Why I still haven’t replaced my Mac
A couple of years ago I wrote this, a reply to a series of articles on OSNews on why the author wouldn’t be buying another Mac. I said I would be, if the platform was still as viable as it had been then. That was in 2006, and it’s now 2008, and my eMac is still sitting there, and it’s still the only Mac in the house. Not because it’s really “going strong”, although I still use it (not so much now that I’ve got Office on my Dell laptop, but it’s the only machine which can send faxes), but because in that time, it has simply been crowded out by the competition. Quite simply, Macs are not good value for money anymore, at my price range.
Asked whether users will be likely to see a cheaper computer from Apple, Jobs answered, “I think what we want to do is deliver an increasing level of value to these customers.”
“There are some customers which we chose not to serve,” he added. “We don’t know how to make a $500 computer that’s not a piece of junk, and our DNA will not let us ship that. But we can continue to deliver greater and greater value to those customers that we choose to serve. And there’s a lot of them.”

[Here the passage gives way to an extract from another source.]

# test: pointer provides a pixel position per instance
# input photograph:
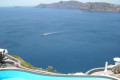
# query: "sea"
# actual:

“We’ve seen great success by focusing on certain segments of the market and not trying to be everything to everybody. So I think you can expect us to stick with that winning strategy and continue to try to add more and more value to those products in those customer bases we choose to serve.”
This really demonstrates that Jobs is stuck in the past and still obsessed with lifestyle marketing, because I quickly did a bit of research and discovered that Dell sells a machine of roughly the same specification as its Mac mini for a little over half the price in the USA. Specifically:
- Dell Inspiron 518, 2.53GHz Core 2 duo, 2Gb RAM, 250Gb HD, Vista HPrem, Intel GMA 3100: $439
- Mac mini, 2GHz Core 2 duo, 1Gb RAM, 120Gb HD, OS X, onboard Intel graphics: $799
Really, why would anyone in their right mind pay that price for such an underspecified machine? Just because it’s got a silly little square case, which can only accommodate laptop hard drives rather than normal ones, which offer far greater capacity at much better prices? (You do not get 120Gb hard drives anymore, other than on laptops; standard hard drives go from 80 to 160Gb.) It is a rip-off; there is no other word for it.
Steve Jobs seems to have no clue that many people just want a computer that works for them. The article I replied to in 2006 noted that Mac fans thought of their machines as the BMW of the computer scene, but at least BMWs have features Fords and Vauxhalls don’t. Macs offer inferior features and less expansion capacity for more money - they are equivalent to a car like my little Daewoo Matiz with a BMW badge. Admittedly, Mac OS X is better than Windows, but the retail version of Vista is more expensive than the boxed Mac OS X (and, in any case, Apple got the basic operating system for free), so where does the rest of that money go?
Everything about Apple now is a product of the boom that has just gone bust, and I hope Apple gets wise to this fact, because in the next couple of years people who can afford to buy computers at all will not be looking to pay big money for an inferior computer that just looks good. They will want something that ‘just works’. If Apple doesn’t, they will go bust, and that will be a crying shame, because they may well take a great operating system with them (unless they sell it to Microsoft). I would love to buy another Mac, but until I can get one which takes standard hard drives and sells for a decent price, I will be sticking with PCs running Vista and Linux.